なお、4日の日経平均は前日比610.66円安の14008.47円だった。2013年10月8日の13894.61円以来ほぼ4カ月ぶりの安値を付けた。下げ幅は昨年6月3日の843.94円以来、約8カ月ぶりの大きさだった。円相場が1ドル=100円台まで上昇した上、日経平均の戻りが鈍いため、大引けにかけて手仕舞い売りが加速した。追証絡みの投売り、ポジション調整売りも引けかけ断続的に出て、結局、安値引けとなった。そして、東証1部の売買代金は3兆6364億円と、SQ算出日を除くと昨年5月24日以来の高水準に膨らんだ。これで、一応、4日が「セリング・クライマックス」になったとみている。

また、5日の日経平均は後場寄り付き直後の12時40分に13995.86円と、ザラ場中としては昨年10月9日以来4カ月ぶりに14000円大台を割り込む場面があった。追証発生による強制決済玉が多数出た結果とみられる。しかし、この売りが一巡後は、前日まで大幅に売られていた銘柄や、決算発表を受け、業績が好調だった銘柄に買いが入り、日経平均はプラス転換した。5日終値は前日比171.91円高の14180.38円。これで一応、「5日の13995.86円で当面の底値をみた」と考える。

”一応、4日が「セリング・クライマックス」”、”一応、5日の13995.86円で当面の底値をみた」”と、共に、「一応」を付け加えたのは、相変わらず、日本株は、「円相場と米株」次第で右往左往、一喜一憂する自律性が乏しく、不安定な状態だからだ。円相場が対ドルで1円円高に動けば、日経平均は軽く、400円~500円下落する。このため、4日のセリング・クライマックスと5日の底入れの状況証拠は揃ってはいるが、まだまだ相場は油断できないと考えておく必要がある。

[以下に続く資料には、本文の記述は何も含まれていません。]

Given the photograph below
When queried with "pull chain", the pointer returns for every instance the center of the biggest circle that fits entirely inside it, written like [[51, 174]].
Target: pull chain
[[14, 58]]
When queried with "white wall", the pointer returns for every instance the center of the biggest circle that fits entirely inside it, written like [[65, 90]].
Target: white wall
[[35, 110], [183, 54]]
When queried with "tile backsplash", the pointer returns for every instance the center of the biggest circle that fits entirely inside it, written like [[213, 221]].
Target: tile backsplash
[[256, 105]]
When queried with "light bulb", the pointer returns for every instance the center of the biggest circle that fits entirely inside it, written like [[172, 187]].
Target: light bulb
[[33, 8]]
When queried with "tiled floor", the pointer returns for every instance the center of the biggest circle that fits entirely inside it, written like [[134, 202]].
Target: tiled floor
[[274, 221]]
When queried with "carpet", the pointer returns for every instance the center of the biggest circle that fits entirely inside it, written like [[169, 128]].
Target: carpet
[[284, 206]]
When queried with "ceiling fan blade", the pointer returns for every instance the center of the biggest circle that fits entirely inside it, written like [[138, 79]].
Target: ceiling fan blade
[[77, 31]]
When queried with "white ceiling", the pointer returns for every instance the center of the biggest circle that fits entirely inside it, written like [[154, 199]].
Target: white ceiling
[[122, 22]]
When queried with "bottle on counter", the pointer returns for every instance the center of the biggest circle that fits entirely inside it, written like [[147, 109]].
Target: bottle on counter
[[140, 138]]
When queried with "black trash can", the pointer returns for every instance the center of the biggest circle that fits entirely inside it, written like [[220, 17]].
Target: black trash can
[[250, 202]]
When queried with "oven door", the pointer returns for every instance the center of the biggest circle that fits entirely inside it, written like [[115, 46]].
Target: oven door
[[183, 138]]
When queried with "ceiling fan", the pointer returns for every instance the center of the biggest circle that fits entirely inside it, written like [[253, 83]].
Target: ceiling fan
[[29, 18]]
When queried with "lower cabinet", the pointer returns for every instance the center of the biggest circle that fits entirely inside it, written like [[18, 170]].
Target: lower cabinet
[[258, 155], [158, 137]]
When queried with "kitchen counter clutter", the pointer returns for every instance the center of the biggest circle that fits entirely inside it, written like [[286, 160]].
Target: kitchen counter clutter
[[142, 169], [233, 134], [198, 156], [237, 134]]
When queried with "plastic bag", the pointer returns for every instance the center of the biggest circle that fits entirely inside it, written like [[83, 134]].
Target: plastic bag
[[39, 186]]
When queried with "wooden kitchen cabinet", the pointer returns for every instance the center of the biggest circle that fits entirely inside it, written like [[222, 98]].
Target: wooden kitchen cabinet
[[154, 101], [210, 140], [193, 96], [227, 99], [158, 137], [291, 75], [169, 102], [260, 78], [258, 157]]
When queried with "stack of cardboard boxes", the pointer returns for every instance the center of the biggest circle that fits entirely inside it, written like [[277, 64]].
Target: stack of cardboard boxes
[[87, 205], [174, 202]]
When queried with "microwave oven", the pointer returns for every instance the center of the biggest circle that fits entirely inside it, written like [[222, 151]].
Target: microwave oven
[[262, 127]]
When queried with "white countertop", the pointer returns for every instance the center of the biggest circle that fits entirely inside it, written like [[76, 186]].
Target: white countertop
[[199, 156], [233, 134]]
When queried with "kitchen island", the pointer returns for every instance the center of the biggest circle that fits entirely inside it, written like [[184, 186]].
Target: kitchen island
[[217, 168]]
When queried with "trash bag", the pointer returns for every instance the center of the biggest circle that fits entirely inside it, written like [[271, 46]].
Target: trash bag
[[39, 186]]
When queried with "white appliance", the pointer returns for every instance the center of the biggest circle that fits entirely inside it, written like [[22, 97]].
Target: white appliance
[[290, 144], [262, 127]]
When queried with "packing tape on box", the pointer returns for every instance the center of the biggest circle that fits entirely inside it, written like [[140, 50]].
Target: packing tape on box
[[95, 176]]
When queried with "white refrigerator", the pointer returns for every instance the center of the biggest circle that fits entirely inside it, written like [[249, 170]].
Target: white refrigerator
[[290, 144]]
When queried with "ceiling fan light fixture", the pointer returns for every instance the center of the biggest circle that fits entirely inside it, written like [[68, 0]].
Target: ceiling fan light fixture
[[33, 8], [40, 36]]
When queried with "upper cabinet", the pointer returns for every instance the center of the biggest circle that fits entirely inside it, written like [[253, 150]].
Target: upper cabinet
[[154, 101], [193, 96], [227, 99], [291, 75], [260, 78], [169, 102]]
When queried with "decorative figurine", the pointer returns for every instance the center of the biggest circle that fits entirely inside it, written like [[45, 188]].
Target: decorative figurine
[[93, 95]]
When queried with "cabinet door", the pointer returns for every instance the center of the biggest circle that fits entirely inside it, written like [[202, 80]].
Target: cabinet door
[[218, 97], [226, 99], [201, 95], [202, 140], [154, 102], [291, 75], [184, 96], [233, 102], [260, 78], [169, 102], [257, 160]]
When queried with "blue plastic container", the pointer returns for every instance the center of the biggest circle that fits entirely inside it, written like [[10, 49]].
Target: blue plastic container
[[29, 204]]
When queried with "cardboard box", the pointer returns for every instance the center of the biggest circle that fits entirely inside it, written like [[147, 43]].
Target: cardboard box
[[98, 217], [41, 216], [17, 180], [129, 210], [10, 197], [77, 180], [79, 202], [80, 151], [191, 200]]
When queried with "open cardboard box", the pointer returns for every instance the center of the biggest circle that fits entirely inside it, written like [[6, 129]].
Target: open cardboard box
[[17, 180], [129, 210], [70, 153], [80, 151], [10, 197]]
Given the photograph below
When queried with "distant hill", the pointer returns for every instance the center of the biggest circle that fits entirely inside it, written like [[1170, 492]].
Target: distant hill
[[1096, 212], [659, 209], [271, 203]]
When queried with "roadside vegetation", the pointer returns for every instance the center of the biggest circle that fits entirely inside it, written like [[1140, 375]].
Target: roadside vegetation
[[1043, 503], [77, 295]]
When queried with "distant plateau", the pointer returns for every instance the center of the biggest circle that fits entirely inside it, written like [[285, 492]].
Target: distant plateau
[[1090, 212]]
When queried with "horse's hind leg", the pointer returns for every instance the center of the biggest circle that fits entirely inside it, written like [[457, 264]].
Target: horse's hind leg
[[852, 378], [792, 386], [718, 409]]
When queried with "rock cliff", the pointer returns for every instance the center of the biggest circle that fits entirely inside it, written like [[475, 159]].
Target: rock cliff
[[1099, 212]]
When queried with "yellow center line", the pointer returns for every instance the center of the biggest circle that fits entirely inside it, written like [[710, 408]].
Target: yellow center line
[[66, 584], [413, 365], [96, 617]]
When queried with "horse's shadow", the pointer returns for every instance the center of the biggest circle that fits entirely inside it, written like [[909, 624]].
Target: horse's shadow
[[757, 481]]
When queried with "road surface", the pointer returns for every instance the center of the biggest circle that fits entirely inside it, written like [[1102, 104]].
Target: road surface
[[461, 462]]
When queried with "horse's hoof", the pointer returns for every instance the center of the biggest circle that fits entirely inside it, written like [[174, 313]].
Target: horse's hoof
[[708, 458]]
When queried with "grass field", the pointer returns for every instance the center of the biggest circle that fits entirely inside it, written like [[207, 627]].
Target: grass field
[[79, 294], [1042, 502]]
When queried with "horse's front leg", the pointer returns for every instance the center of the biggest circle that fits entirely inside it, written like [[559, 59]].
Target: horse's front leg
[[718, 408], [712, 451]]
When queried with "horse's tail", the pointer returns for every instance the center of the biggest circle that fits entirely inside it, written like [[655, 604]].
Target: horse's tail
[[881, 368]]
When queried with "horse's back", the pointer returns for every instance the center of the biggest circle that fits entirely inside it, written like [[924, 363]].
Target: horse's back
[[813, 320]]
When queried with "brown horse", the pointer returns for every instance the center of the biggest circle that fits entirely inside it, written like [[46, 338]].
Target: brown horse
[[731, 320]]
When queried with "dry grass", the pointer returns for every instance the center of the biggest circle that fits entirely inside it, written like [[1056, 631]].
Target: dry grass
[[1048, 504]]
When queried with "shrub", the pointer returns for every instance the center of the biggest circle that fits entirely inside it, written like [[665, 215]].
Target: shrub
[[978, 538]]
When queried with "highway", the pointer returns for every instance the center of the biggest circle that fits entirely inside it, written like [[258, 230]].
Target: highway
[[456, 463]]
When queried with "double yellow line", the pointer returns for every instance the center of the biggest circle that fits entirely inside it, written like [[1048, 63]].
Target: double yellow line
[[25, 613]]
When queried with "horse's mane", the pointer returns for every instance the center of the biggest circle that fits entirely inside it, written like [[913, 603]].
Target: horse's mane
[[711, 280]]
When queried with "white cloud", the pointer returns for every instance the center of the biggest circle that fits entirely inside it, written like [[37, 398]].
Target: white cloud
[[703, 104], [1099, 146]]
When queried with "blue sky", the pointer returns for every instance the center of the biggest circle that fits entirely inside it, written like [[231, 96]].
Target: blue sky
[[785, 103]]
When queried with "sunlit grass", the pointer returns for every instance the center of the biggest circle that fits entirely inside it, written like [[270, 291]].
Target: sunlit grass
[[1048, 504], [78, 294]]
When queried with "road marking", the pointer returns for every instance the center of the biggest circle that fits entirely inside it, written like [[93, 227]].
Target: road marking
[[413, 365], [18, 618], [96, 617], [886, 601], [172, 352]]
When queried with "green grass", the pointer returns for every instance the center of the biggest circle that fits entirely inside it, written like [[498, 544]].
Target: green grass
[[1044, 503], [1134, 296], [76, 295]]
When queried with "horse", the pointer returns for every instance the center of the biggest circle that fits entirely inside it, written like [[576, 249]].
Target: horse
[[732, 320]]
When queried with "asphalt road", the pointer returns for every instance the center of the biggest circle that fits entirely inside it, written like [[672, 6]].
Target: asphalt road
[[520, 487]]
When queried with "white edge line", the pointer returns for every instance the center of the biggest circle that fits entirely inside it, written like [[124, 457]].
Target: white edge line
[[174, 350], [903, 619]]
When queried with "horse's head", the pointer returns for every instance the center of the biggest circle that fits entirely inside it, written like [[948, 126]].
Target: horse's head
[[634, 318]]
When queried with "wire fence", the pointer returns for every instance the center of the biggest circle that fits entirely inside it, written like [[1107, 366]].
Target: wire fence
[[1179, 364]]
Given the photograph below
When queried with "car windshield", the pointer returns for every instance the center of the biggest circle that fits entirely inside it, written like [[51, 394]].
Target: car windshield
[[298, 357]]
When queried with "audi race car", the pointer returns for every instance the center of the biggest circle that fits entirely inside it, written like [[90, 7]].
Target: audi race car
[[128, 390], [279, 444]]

日経平均急落の主犯は裁定解消売りだ。1月31日時点の裁定取引に伴う現物株の買い残高(期近・期先合計)は、金額ベースで4週連続で減少した。残高は前週に比べ3171億円減の3兆2041億円だった。これは今週も大幅に減少したとみられる。来週も、相場の先安観が強まり、225先物がディスカウント状態になるようなら、裁定解消売りが加速し再び下落圧力が強まることになる。それもこれも、全て、「円相場と米株」次第だ。

イベント的には、11、13日に予定されているイエレンFRB議長の米議会上下両院での金融政策に関する年次報告が重要だ。ここで、マーケットフレンドリーな発言が飛び出し米株式市場が素直に好感し上昇すれば、「バーナンキ・プット」ならぬ、「イエレン・プット」が誕生することになるだろう。